CHOOSING FIXED PRICE VS AUCTION:
WTP & REVENUE
WTP: To start, there’s the issue of how informed sellers are about buyer valuations: if the seller knows a lot about WTP, there’s a far better chance he knows what price to directly set. On the other hand, the less information he has about the demand curve, the more sense it makes for a seller to run an auction.
REVENUE: A second consideration when deciding whether an auction is likely to generate more revenue than a fixed-price sale is the time it takes.
In a fixed price sale, the seller gives the buyer the option to buy the item at a given price, usually immediately. If the buyer chooses to purchase the item, she knows almost immediately whether or not she will receive it. In an auction, however, the buyer likely will not learn whether she will receive the item until the very end.
An auction will generate more revenue (and will be more likely to do better than a fixed-price sale) if the buyers’ valuations are relatively close together, since the highest WTP and the next-highest WTP will be close together.
The more uncertain a seller is about WTP, the more they prefer
an auction
If sellers are not time-constrained, they can set
a high fixed-price and then slowly lower it. So a fixed price is best. But if sellers have to sell now, then an auction is better since that guarantees the product is sold quickly.
If there is a large gap between the highest and second-highest WTP, then an auction may not be ideal since…
we know that revenue will only be equal to the second-highest WTP. Whereas with the right fixed price you might be able to capture the highest WTP.
Finally, if buyers can influence each other’s WTP (the setting of “interconnected” WTP), then a seller would prefer an ________
English auction – where potential buyers announce their bids aloud.
While the winner’s curse is surprising, it reinforces a fundamental idea about auctions and economics.

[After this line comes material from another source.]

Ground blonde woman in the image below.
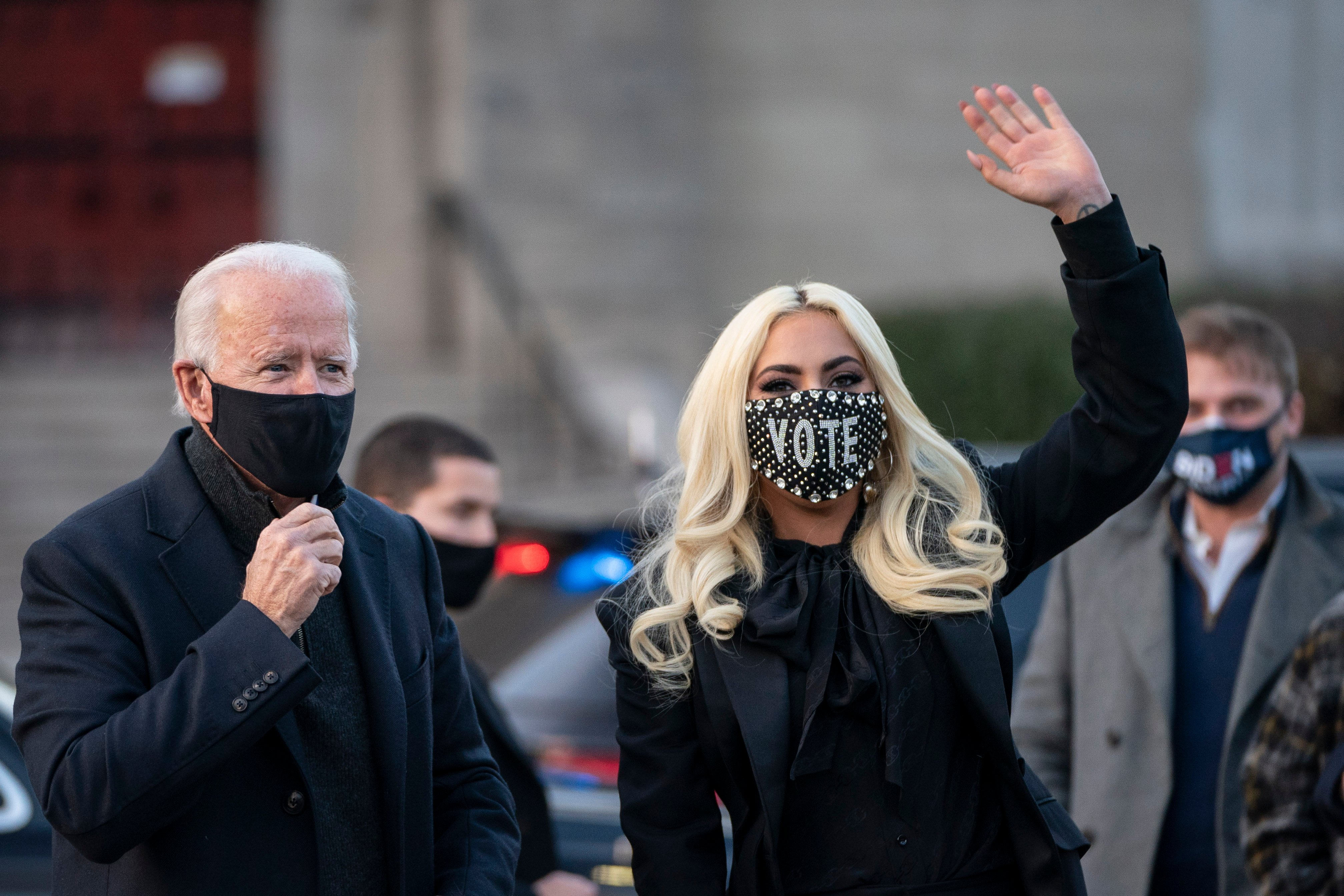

You do well not by winning or obtaining a product. You win only
when the price you paid is lower than the true value.
The reason that auctions are effective at truthfully revealing buyer WTP is because of ___
competition: bid much lower than your true WTP and you risk losing the product. Bid too high and you risk overpaying if you win it.
The design of auctions is a very rich—and richly explored—topic. The “revenue equivalence” result says that, generally speaking, the design of auctions doesn’t matter: [explain why]
regardless of whether you have an open outcry auction, a sealed-bid second price (or Vickrey) auction, or a sealed-bid first price auction, in every case the winner will pay roughly the WTP of the 2nd highest bidder.
The revenue-equivalence result depends on an important assumption: that buyers have ___
private values. In other words, buyers’ WTP are independent of each other. When this condition is violated—for example, if bidder’s WTP will rise as they realize that other bidders have high WTP—auction design can matter.
The winner’s curse is one of the most sobering results in auctions. It says that ___
when buyers’ WTP are correlated (or, when they have common values)—for example, when bidding on natural resources, construction projects, or service contracts—then the winning bidder usually ends up overpaying. To avoid the winner’s curse, buyers usually shade their bids down from their (perceived) WTP.
Auctions are generally better for ____ than for ___ —since the latter are less likely to capture surplus. As a result, buyers may tend to prefer fixed price settings over auctions
Auctions are generally better for sellers than for buyers—since the latter are less likely to capture surplus.